SDN evpn issue - routing unstable all routing stops every few days

kwslavens

Member
Sep 8, 2022
10
1
8
We've got a 5 node proxmox cluster running with 2 vxlan zones and a evpn zone with exit nodes on all 5 servers.
The evpn zone works as expected but every few days routing completely stops for all virtual devices in the zone. Devices in the zone can still talk to each other but no routing out the frr is possible other than icmp (pings). We can ping north / south and east west... but no other protocols seem to function. Re-apply the SDN configuration and the problem disappears. I'm assuming that restarting the frr service clears the issue.

We've have not found any error messages indicating a problem on the hosts. The frr.log doesn't show any issues.

Has anyone else experiences this issue? We're seeing the loss of routing every few days.
 
Last edited:
I've enabled debug on all 5 hosts. Waiting for the issue to happen again and I'll post log data.
 
Hi. That's strange than icmp is working but not other protocol. evpn is about routing mac && ip address, not specific protocol.

(I'm running 100 nodes with evpn, so I'm sure 100% sure that current kernel && frr don't have bug).

How do you route traffic from the exit-node to external word ? (simple static gateway ? bgp ?).
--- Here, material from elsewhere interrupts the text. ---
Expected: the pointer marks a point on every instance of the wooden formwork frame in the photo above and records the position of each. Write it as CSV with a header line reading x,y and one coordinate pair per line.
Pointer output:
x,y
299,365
Do you use a primary exit-node ? or do you load balance between all exit-nodes ? (maybe icmp could be balanced differently than tcp if all exit-node are active)
 
Hi. That's strange than icmp is working but not other protocol. evpn is about routing mac && ip address, not specific protocol.

(I'm running 100 nodes with evpn, so I'm sure 100% sure that current kernel && frr don't have bug).

How do you route traffic from the exit-node to external word ? (simple static gateway ? bgp ?).

Do you use a primary exit-node ? or do you load balance between all exit-nodes ? (maybe icmp could be balanced differently than tcp if all exit-node are active)

Just simple default gateway. I have the 3rd node set as the primary exit-node and all 5 nodes are configured as exit-nodes.
Its setup pretty much directly from the SDN example for evpn.

Its good to hear that you've got 100 nodes using evpn with no issues. Gives me hope. Also makes me wonder what did I do wrong. If it works fine on a large deployment the what is different with this 5 node cluster.

The cluster is running on 5 Cisco blades, so I couldn't use the ISO installer. I had to install Debian 11 first and get multipath working correctly for the storage controllers, then installed PVE on top. I wouldn't think that could be a source of a problem.
I attempted to upgrade to the newest stable frr.... found out pretty quick that doesn't work. I'm assuming there are some changes in the frr package to include the pve config files. Rolled back to the standard pve package version.

Any advice on how to troubleshoot the issue to track down the cause?
 
Last edited:
Just simple default gateway. I have the 3rd node set as the primary exit-node and all 5 nodes are configured as exit-nodes.
Its setup pretty much directly from the SDN example for evpn.

how did-you setup the routes on the other side (in your router)?
you should have done something like "route add <evpn zone subnets> gw xxxx" .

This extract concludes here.